Global Alliance to Eliminate Lymphatic Filariasis (GAELF)

The Global Alliance to Eliminate Lymphatic Filariasis (GAELF) was created to eliminate one of the world's leading causes of disability and disfigurement as a public health problem by the year 2020. An estimated 120 million people in at least 80 countries of the world suffer from the disease, and one billion (20% of the world's population) are at risk of infection. Initiated by the World Health Organization (WHO) and GlaxoSmithKline in 1998, the Global Alliance has evolved into a global partnership between international organizations in the public and private sectors, academia and non-governmental organizations working in partnership with ministries of health in tropical countries where lymphatic filariasis (LF) is endemic. Merck & Co., Inc. joined the elimination effort in 1998, when it widened the scope of its Mectizan Donation Program to include LF in African countries where river blindness and LF co-exist. The WHO recommends that lymphatic filariasis be prevented with a combination of albendazole (donated by GSK) with either DEC or Mectizan (donated by Merck). Drug administration for people living in endemic areas is recommended by WHO once a year for at least five years to break the cycle of transmission. In 2009, GSK donated 425 million treatments of albendazole to prevent transmission in 28 countries. To date, GSK has donated over 1.4 billion treatments to 50 countries. Over the 20 year life of the program, GSK expects to donate up to 6 billion preventative albendazole treatments across the LF endemic countries working to fight LF. Merck approved 110 million treatments of Mectizan to LF elimination programs in 19 African countries and Yemen in 2009, bringing the cumulative total to more than 414 million.
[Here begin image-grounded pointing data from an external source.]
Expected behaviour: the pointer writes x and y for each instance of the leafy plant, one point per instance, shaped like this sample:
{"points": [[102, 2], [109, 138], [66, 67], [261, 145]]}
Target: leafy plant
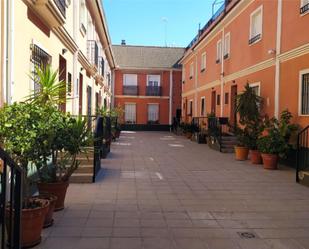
{"points": [[51, 91], [279, 134]]}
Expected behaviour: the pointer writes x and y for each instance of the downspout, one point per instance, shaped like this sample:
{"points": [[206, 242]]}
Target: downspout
{"points": [[75, 102], [278, 52], [171, 99], [222, 74]]}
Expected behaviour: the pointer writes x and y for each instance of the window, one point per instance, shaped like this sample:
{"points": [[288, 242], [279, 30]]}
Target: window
{"points": [[218, 99], [190, 110], [40, 59], [256, 19], [153, 113], [130, 79], [130, 113], [203, 106], [304, 93], [256, 88], [153, 80], [219, 51], [191, 71], [226, 98], [69, 84], [304, 6], [227, 40], [82, 16], [203, 62]]}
Merck and GSK have also provided financial grants to support partners in research programs, coalition building, workshops and communications. In the ten years since its initiation, the GAELF has become the most rapidly scaled-up medicine administration program in public health history. The WHO reported that during 2008, over 496 million people were treated worldwide. In a study published in October 2008 in PLoS Neglected Tropical Diseases, researchers found that the LF elimination effort has prevented 6.6 million children from acquiring the disease.